It’s official! One of my favorite places to visit while we lived in Chicago, Indiana Dunes, is now the US’s newest National Park!!
Indiana Dunes National Lakeshore became Indiana Dunes National Park this month, becoming only the 61st place with that designation in the country. So cool! While the designation doesn’t really fundamentally change much about the park or how it operates (it has been national land since the 1960s and has been a park for over 100 years), it does provide a boost for marketing, while also becoming the first national park in Indiana. So congratulations, Indiana residents!
But there are still some cool things to know now that it’s an official National Park! First, according to National Geographic, this 15 mile lakeshore gets about the same number of annual visitors as Mount Rushmore. It’s also the closest thing to a beach that most folks in Chicago are going to experience, and has some legit massive dunes.
The dunes are soft sand, and offer a buffer against the storms from the lake to the wetlands surrounding the area. You can hike through the marsh trails (and be sure to note which areas are part of the Indiana Dunes State Park, managed separately from the National Park spaces since regulations are different) or across the dunes. Just be prepared for a workout– the dunes are steep and hiking through sand is no joke!

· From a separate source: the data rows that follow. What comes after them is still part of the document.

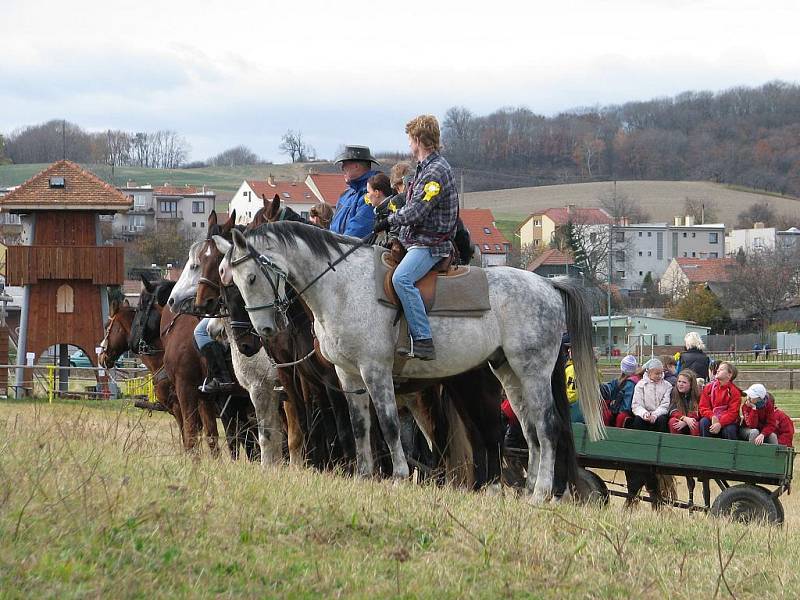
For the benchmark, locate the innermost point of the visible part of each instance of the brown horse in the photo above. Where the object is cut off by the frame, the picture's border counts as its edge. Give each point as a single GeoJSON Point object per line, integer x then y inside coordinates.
{"type": "Point", "coordinates": [116, 342]}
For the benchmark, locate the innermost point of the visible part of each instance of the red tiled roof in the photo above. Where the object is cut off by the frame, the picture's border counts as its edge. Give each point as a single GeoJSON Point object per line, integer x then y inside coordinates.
{"type": "Point", "coordinates": [584, 216]}
{"type": "Point", "coordinates": [297, 191]}
{"type": "Point", "coordinates": [330, 186]}
{"type": "Point", "coordinates": [705, 270]}
{"type": "Point", "coordinates": [477, 220]}
{"type": "Point", "coordinates": [82, 190]}
{"type": "Point", "coordinates": [550, 257]}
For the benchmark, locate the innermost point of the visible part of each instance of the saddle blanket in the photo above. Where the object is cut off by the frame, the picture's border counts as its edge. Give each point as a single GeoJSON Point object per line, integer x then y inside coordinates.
{"type": "Point", "coordinates": [463, 292]}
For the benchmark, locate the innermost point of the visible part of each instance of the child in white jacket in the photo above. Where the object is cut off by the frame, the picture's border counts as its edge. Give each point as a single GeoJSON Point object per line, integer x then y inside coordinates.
{"type": "Point", "coordinates": [651, 398]}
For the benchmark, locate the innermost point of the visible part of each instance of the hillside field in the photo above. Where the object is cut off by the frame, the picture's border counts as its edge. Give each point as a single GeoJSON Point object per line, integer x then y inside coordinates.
{"type": "Point", "coordinates": [663, 200]}
{"type": "Point", "coordinates": [99, 501]}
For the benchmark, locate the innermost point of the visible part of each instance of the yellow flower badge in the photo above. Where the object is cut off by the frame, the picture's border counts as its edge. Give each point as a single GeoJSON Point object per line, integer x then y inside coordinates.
{"type": "Point", "coordinates": [431, 189]}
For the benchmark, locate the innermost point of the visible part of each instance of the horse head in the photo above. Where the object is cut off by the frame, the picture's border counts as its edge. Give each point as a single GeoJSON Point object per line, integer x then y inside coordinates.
{"type": "Point", "coordinates": [183, 297]}
{"type": "Point", "coordinates": [116, 340]}
{"type": "Point", "coordinates": [261, 283]}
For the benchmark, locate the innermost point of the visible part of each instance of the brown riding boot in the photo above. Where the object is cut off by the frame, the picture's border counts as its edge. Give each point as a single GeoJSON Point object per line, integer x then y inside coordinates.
{"type": "Point", "coordinates": [421, 349]}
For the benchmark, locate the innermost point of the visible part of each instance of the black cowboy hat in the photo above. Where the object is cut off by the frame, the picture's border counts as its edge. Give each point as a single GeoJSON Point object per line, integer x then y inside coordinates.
{"type": "Point", "coordinates": [361, 153]}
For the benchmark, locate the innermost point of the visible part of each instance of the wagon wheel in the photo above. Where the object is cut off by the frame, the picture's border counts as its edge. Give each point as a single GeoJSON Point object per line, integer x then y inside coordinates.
{"type": "Point", "coordinates": [589, 488]}
{"type": "Point", "coordinates": [747, 503]}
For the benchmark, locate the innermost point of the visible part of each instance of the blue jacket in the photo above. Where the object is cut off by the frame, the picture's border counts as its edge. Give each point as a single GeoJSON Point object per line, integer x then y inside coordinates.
{"type": "Point", "coordinates": [354, 216]}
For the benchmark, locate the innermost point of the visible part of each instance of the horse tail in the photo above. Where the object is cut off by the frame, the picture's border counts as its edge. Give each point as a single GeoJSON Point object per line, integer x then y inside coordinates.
{"type": "Point", "coordinates": [566, 467]}
{"type": "Point", "coordinates": [579, 327]}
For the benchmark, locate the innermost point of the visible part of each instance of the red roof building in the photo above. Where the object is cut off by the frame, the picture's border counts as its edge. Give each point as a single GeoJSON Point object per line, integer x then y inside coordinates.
{"type": "Point", "coordinates": [491, 245]}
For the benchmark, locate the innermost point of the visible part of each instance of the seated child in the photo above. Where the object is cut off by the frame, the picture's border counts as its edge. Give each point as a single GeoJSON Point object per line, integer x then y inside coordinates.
{"type": "Point", "coordinates": [670, 369]}
{"type": "Point", "coordinates": [758, 416]}
{"type": "Point", "coordinates": [684, 406]}
{"type": "Point", "coordinates": [651, 398]}
{"type": "Point", "coordinates": [719, 404]}
{"type": "Point", "coordinates": [617, 412]}
{"type": "Point", "coordinates": [785, 428]}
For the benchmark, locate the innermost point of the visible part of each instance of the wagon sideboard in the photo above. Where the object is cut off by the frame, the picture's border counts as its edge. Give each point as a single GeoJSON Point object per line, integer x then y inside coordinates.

Indiana Dunes was one of our favorite escapes from Chicago. We could get there in just over an hour from home, but it felt like a whole world away. The Chicago skyline was distantly visible on clear days, but in the other directions it was just sand and water and trees. And while the beaches weren’t like being by the ocean, if I closed my eyes on a warm day and pretended…it was close enough to get by.
Somehow even though I’ve been counting down the months until we would move away from Chicago since, oh, 35 months out (what can I say, winter is NOT my favorite thing and there’s a LOT of it up here), this move feels like it snuck on me.
Maybe it’s because we just moved into the current place a year and a half ago. Maybe it’s because I’ve just got so many plates spinning (working and booking and grad schooling and bears*, oh my!) Or maybe it’s that this move isn’t like most of our moves before it, in that we’re going to a place we already know (and have friends waiting for us there) and that we already have a place to live (I’ll get back to that) and that I’ve already got my grad school program lined up to move with me and it has (so far) been a really seamless transition.
In any case, we leave Chicago in 28 days. Exactly 4 weeks from today. As in, 4 weeks from now we will be halfway to our first stop in Missouri and Leena will probably have puked at least once and I’ll already be regretting taking a road trip with cats but it’s too cold to fly with them and we still have to move the car so what can you do anyway except pack them and drive for 4 days straight and hope for the best.
All the same, I’m starting to feel it this week as we begin to experience the “Chicago lasts” before the move. We went to our last (probably, as nothing else is planned) theater show this weekend with the 40th anniversary run of A Christmas Carol at the Goodman Theatre.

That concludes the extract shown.